Assunto é tema de audiência pública na Assembleia nesta segunda

Autoridades de Mato Grosso do Sul querem audiência com a presidente da República, Dilma Rousseff (PT), para tratar de conflitos agrários entre índios e fazendeiros em várias regiões do Estado. O assunto é tema de audiência pública na Assembleia Legislativa, nesta segunda-feira (6), após situações, no fim de junho, que deixaram os ânimos acirrados entre índios e ruralistas do cone sul.

Segundo a deputada estadual Mara Caseiro (PTdoB), um dos objetivos da reunião é “tirar alguns encaminhamentos”, o principal deles a formação de grupo para ir a Brasília (DF) cobrar decisão do governo federal. “O ideal seria a própria presidente receber a comissão, pois já falaram com vários ministros e ninguém resolveu nada, enquanto o número de invasões só aumenta”, diz a parlamentar, apontando que atualmente há 86 fazendas invadidas por índios no Estado – os indígenas chamam os atos de retomadas, por entenderem estarem voltando a territórios que, historicamente, já são deles.

A senadora Simone Tebet (PMDB-MS), que participa da audiência pública, acredita que a PEC (Proposta de Emenda à Constituição) 71, a qual prevê a indenização na integralidade aos fazendeiros, ou seja, pagamentos não apenas referentes às terras, como também pelas benfeitorias na área, pode entrar em votação na próxima semana. Já houve entendimento por este tipo de ressarcimento em relação à região da Aldeia Buriti, em Sidrolândia, por exemplo, não efetivado até o momento.

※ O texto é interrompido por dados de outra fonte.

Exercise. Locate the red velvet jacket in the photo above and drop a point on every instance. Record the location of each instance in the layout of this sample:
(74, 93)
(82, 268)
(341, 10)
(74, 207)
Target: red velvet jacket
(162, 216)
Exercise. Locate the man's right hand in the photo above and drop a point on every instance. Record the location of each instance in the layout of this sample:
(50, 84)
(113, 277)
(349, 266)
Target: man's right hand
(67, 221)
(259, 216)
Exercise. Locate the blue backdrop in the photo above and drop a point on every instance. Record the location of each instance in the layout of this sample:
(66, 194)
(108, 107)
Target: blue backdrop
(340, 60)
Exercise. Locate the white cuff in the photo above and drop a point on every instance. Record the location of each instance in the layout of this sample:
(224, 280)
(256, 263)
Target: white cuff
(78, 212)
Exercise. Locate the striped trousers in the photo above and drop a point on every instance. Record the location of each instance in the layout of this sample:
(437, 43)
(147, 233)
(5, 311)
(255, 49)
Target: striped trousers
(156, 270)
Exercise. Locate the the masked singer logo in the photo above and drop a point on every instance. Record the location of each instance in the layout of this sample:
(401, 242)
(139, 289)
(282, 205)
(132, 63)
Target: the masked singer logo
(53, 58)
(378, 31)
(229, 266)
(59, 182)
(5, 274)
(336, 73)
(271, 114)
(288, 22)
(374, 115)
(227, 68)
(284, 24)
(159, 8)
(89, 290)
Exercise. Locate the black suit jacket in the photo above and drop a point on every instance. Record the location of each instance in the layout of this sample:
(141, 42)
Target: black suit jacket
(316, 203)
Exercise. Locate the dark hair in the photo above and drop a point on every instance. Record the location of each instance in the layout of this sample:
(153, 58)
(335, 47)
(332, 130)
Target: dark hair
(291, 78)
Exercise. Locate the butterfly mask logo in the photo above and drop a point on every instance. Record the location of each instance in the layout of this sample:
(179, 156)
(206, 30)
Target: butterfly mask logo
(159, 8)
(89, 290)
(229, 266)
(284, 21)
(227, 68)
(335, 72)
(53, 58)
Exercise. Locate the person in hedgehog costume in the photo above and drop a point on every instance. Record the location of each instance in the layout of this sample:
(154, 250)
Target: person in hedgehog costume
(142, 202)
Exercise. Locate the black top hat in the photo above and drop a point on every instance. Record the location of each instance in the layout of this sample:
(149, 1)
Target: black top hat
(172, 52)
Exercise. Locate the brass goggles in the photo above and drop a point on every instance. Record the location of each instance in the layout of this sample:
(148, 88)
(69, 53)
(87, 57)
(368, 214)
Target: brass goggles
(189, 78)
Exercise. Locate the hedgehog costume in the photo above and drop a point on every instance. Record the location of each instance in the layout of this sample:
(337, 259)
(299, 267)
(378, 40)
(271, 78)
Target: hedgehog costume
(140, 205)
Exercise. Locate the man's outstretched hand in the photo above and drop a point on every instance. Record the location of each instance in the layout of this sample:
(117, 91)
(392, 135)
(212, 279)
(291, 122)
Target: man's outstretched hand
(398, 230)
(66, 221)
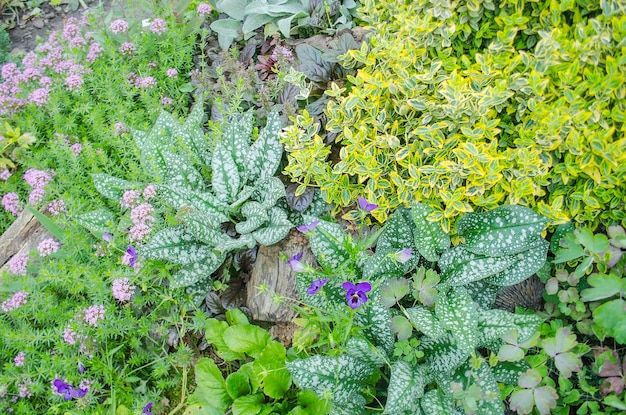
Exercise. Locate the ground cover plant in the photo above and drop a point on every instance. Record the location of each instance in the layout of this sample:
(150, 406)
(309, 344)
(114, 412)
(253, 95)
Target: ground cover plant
(454, 143)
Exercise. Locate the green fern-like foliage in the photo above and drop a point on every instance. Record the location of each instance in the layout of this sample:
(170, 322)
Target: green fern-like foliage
(243, 190)
(467, 105)
(502, 247)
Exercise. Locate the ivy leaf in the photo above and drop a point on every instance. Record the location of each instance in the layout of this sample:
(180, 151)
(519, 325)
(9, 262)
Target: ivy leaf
(558, 348)
(505, 230)
(430, 239)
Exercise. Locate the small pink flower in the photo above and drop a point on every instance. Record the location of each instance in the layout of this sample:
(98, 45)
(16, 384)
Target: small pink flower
(18, 300)
(76, 148)
(122, 290)
(127, 49)
(118, 26)
(48, 247)
(203, 9)
(19, 359)
(17, 264)
(93, 314)
(158, 26)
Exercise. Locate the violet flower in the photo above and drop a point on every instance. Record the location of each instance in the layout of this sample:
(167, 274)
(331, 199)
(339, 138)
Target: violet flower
(404, 255)
(355, 294)
(365, 205)
(295, 264)
(316, 286)
(308, 227)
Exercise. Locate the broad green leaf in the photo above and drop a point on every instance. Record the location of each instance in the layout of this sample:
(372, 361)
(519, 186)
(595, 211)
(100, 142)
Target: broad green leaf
(327, 243)
(458, 314)
(506, 230)
(225, 180)
(602, 286)
(430, 239)
(612, 317)
(237, 384)
(247, 339)
(336, 376)
(98, 221)
(266, 152)
(211, 386)
(361, 349)
(406, 387)
(276, 228)
(176, 245)
(111, 187)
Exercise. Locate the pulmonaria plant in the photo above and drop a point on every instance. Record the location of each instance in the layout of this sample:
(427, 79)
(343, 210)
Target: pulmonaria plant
(453, 338)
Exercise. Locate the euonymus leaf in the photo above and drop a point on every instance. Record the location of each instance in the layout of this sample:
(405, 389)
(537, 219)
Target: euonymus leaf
(225, 180)
(266, 152)
(506, 230)
(246, 338)
(176, 245)
(458, 314)
(111, 187)
(336, 376)
(406, 387)
(430, 239)
(211, 386)
(98, 221)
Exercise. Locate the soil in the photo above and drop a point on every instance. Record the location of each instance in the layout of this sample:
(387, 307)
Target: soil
(25, 26)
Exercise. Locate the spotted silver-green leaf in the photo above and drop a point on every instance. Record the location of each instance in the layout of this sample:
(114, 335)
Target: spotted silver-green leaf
(266, 152)
(256, 215)
(375, 319)
(97, 221)
(269, 190)
(361, 349)
(111, 187)
(226, 180)
(175, 245)
(524, 265)
(275, 229)
(181, 172)
(327, 243)
(458, 314)
(406, 387)
(425, 321)
(434, 402)
(337, 376)
(506, 230)
(236, 138)
(430, 239)
(206, 204)
(191, 273)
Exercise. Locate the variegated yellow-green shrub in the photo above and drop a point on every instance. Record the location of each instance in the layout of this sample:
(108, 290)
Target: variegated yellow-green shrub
(467, 105)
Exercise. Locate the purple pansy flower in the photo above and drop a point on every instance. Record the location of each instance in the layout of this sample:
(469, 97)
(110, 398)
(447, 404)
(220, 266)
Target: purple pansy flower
(308, 227)
(404, 255)
(295, 264)
(355, 294)
(132, 256)
(316, 286)
(365, 205)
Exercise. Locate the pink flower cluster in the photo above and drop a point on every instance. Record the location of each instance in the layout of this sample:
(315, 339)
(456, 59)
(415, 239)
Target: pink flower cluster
(93, 314)
(48, 246)
(17, 264)
(11, 202)
(18, 300)
(122, 290)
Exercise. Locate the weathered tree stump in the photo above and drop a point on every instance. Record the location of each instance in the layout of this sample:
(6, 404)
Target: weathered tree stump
(21, 237)
(272, 272)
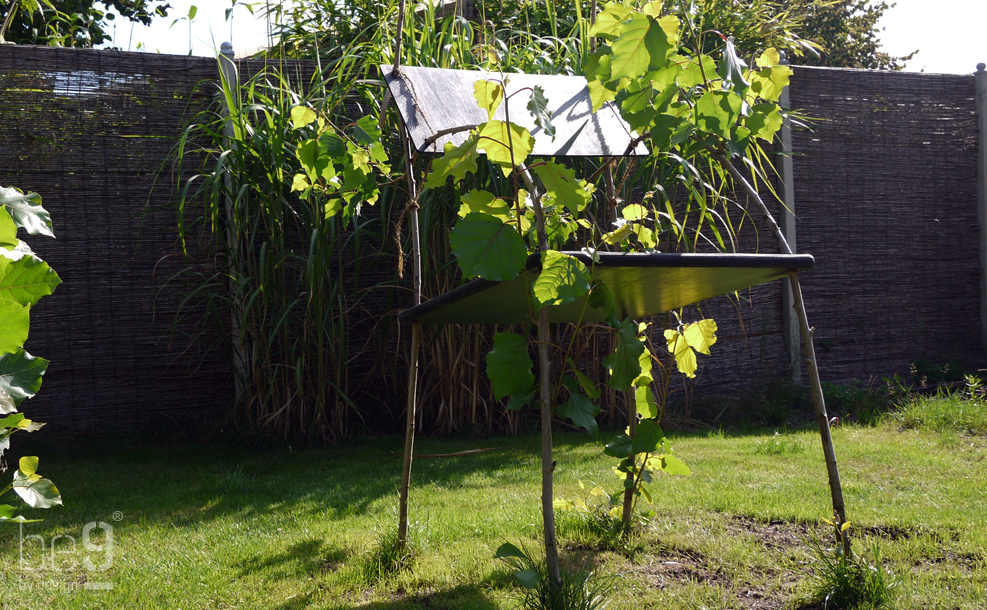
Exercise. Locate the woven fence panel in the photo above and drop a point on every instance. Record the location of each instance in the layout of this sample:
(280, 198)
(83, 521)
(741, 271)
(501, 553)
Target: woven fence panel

Conforme a senadora, além das questões que dependem do Poder Legislativo, os conflitos indígenas também poderiam ser amenizados se a demarcações de terras fossem feitas por um órgão não indigenista – atualmente, apenas a Funai (Fundação Nacional do Índio) atua nesta área. Da forma como é hoje há desequilíbrio, conclui Simone.

Entre os representantes dos fazendeiros está Luana Ruiz, que tem fazenda na região de Antonio João. Segundo ela, influências externas, principalmente por parte do MPF (Ministério Público Federal) e da Funai, favorecem os conflitos: “infelizmente, a Funai, quando começa um processo de análise das terras, já as coloca como sendo indígena, isso dificulta a vida do produtor, inviabiliza a obtenção de crédito e tira a coragem de investir”.

Até o fechamento deste texto, nenhum representante indígena havia se pronunciado na audiência. Não há informações sobre a participação de membros da Funai ou do MPF na audiência pública.